門馬彩華さん(東京・日野高校3年)の美術作品「夢中」を紹介します。ウサギのふさふさとした質感やつぶらな瞳を画面いっぱいに描いたこの作品は、第47回全国高校総合文化祭(かごしま総文2023)の美術・工芸部門に推薦されました。どのように制作したのか聞きました。
毛並みを一本一本描く
―作品のテーマを教えてください。
この絵のモデルは、私が飼っているウサギの「チャド君」です。ある日、段ボールをかじっているところを私がのぞき見した瞬間の表情を描きました。私がのぞいていることに気づいたチャド君はそれまで以上に張り切って、うれしそうに段ボールをかじり続け、ほぼ破壊してしまいました。
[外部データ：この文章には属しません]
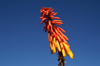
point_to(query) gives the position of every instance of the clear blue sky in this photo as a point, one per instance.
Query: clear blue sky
(23, 43)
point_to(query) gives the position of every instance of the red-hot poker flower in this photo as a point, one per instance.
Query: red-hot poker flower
(55, 36)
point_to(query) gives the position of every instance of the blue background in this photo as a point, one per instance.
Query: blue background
(23, 43)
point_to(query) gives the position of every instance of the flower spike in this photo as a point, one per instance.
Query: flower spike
(55, 36)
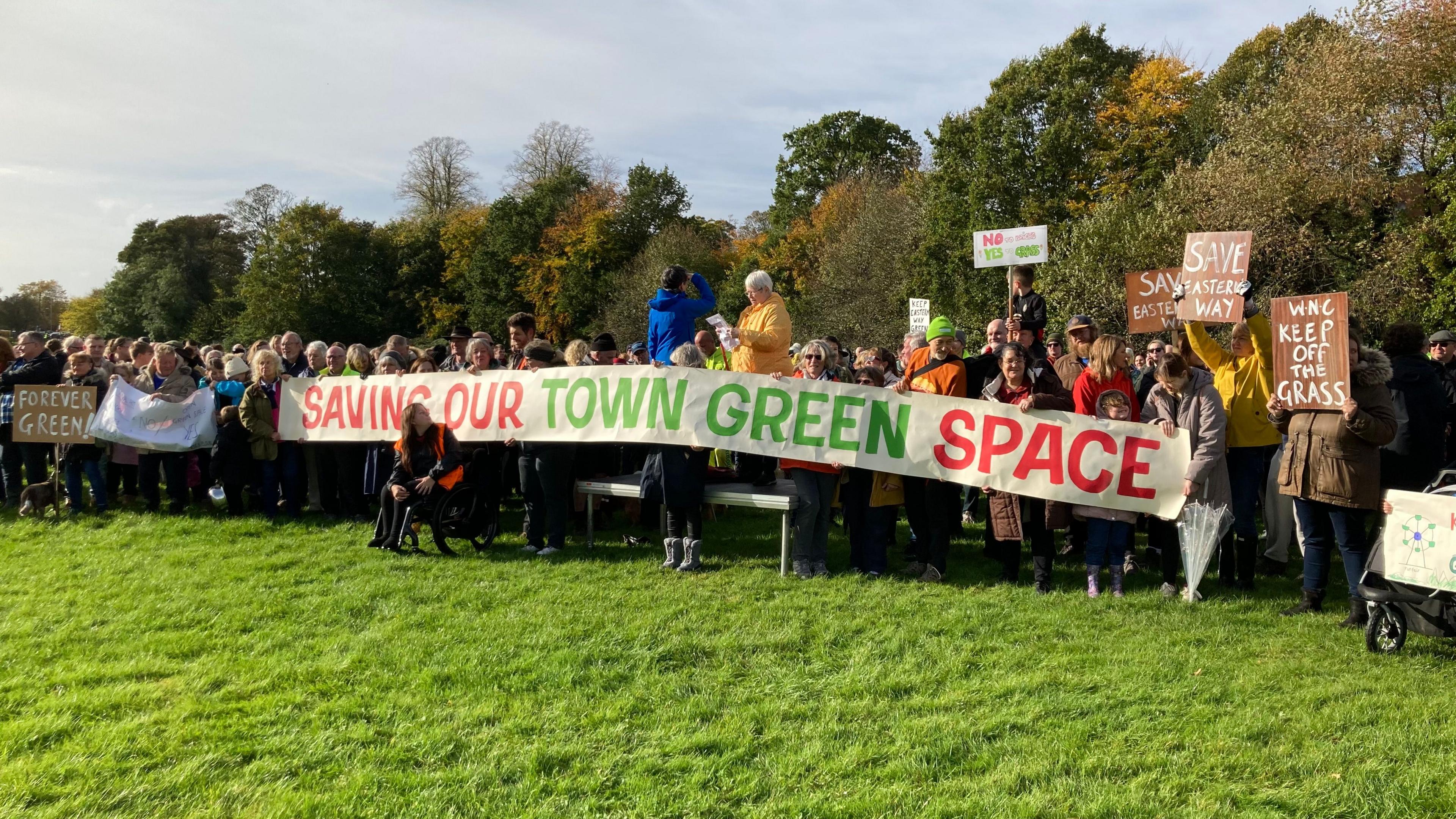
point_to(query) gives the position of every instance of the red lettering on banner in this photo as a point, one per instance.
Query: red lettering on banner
(456, 390)
(482, 420)
(334, 410)
(1049, 436)
(507, 411)
(991, 448)
(957, 441)
(1132, 467)
(356, 409)
(391, 407)
(1079, 444)
(311, 407)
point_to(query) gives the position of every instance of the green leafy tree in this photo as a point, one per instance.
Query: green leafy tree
(178, 279)
(835, 148)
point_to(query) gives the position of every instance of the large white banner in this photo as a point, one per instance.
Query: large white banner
(135, 419)
(1419, 544)
(1052, 455)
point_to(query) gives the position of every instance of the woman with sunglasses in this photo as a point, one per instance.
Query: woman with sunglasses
(814, 482)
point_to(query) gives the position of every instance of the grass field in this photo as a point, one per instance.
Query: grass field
(200, 668)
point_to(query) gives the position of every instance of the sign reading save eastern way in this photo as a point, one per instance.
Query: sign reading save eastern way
(1040, 454)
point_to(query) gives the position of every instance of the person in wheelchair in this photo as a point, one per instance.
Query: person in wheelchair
(427, 465)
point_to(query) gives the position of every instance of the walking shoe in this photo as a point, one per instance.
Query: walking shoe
(1308, 602)
(692, 551)
(1357, 615)
(675, 553)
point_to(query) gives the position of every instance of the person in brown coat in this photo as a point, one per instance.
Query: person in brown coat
(1333, 470)
(1028, 390)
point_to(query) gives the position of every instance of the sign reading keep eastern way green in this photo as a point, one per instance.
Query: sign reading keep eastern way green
(982, 444)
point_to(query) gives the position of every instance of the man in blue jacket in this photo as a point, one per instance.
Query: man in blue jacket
(670, 323)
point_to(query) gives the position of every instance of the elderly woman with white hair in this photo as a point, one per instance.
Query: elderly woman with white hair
(764, 336)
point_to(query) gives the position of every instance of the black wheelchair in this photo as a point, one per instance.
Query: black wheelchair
(468, 511)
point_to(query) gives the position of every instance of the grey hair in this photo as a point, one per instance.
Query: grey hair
(759, 280)
(689, 356)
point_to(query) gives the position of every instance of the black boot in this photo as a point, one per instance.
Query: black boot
(1357, 615)
(1247, 553)
(1310, 602)
(1042, 572)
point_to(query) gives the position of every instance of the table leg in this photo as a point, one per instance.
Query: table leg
(784, 549)
(590, 522)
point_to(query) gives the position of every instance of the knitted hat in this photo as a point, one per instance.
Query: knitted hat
(941, 327)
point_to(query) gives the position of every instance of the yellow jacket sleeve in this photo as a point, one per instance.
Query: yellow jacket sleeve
(1206, 347)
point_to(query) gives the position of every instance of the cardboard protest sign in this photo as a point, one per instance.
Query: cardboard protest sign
(1012, 245)
(135, 419)
(1151, 305)
(1311, 350)
(919, 315)
(1040, 454)
(1213, 267)
(1419, 544)
(55, 414)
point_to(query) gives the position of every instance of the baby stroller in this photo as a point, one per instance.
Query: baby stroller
(1397, 607)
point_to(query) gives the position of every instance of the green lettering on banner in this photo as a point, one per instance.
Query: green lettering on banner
(839, 422)
(880, 429)
(762, 417)
(551, 387)
(571, 403)
(804, 419)
(622, 404)
(740, 417)
(672, 413)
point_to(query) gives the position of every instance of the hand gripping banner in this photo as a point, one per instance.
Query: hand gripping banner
(981, 444)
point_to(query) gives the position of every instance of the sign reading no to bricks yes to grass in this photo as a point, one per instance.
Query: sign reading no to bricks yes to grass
(1012, 245)
(55, 414)
(1311, 350)
(1213, 267)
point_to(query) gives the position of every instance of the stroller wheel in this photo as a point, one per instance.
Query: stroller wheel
(1385, 632)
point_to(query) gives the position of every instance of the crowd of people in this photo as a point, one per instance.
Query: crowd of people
(1311, 477)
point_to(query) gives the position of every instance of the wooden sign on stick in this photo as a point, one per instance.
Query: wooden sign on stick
(1151, 305)
(55, 414)
(1213, 267)
(1311, 350)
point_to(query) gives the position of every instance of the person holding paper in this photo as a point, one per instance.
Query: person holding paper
(1333, 471)
(673, 314)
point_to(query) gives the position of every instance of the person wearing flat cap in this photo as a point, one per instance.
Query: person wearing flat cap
(605, 350)
(458, 359)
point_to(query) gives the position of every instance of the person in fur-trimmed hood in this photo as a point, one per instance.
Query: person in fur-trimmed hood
(1333, 470)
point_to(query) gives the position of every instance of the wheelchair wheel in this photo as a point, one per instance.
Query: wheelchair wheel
(1385, 632)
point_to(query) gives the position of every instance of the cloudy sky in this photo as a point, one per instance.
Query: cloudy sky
(114, 113)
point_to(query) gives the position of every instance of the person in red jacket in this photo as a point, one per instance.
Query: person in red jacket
(1107, 369)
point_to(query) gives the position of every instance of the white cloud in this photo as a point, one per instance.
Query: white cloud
(117, 113)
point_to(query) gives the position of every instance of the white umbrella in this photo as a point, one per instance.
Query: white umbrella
(1200, 528)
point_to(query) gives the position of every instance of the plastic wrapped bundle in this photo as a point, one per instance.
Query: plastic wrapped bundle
(1200, 528)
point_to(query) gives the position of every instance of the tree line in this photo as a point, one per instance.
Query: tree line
(1331, 139)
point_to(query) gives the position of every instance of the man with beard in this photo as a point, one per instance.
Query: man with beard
(1081, 334)
(929, 502)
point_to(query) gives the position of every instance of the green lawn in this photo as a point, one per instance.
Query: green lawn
(190, 667)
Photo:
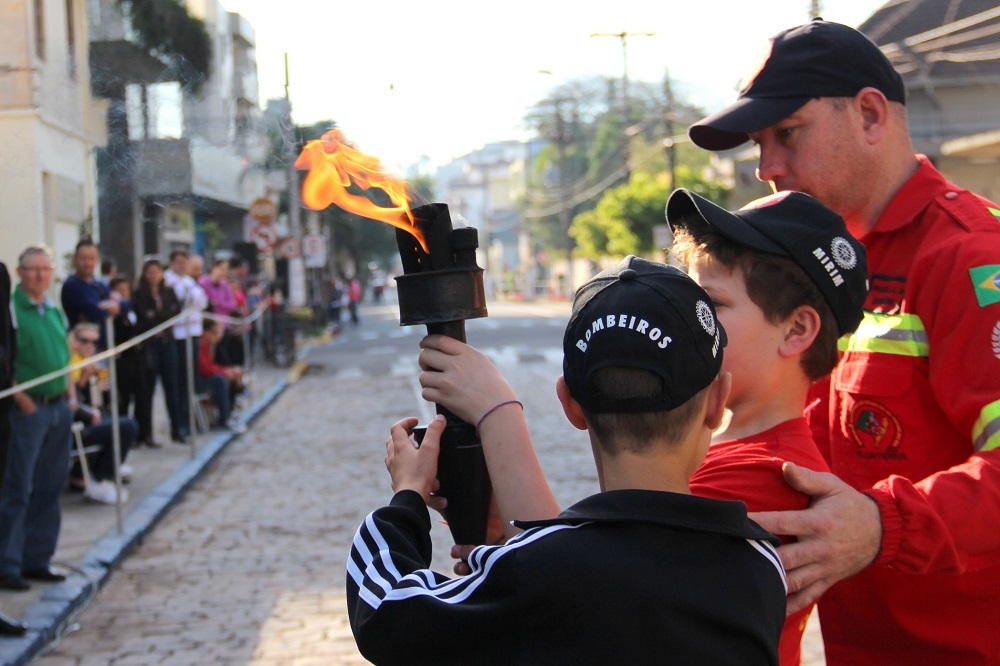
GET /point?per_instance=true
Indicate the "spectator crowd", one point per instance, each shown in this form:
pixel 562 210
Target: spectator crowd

紙切れとなった段ボールの残骸を見て満足そうにしている姿がとても印象的で、それがこの絵を描くきっかけとなりました。
―こだわったり工夫したりしたポイントはどこですか?
一番こだわったのは毛並みの表現です。一本一本丁寧に描写しました。その他、目の透明感を表現することにもこだわりました。
―難しかった点、苦労した点を教えてください。
ウサギの顔を前に出すために、遠近感を作り出すことに苦労しました。すべてくっきり描いてしまうと、かえってリアリティーが失われてしまいます。あえて後ろの方をぼかし、段ボールの中の「奥行き感」を表現することが難しかったです。
納得するまで描き続ける
―撮影中、印象に残っているエピソードはありますか?
美術部の活動時間内だけでは終わらずに、自宅に持ち帰って作品を仕上げたことが特に印象に残っています。絵がなかなか仕上がらないままテスト期間に入ってしまい、試験勉強と並行して作品制作をしたときは本当に大変でした。
―よい作品を作るためのコツ、上達するためにおすすめの練習方法を教えてください。
描く対象の成り立ちをよく考えながら観察することだと思います。自分が納得するまで試行錯誤し、集中して描き続けていけば、しっくりくる表現が見つかると思います。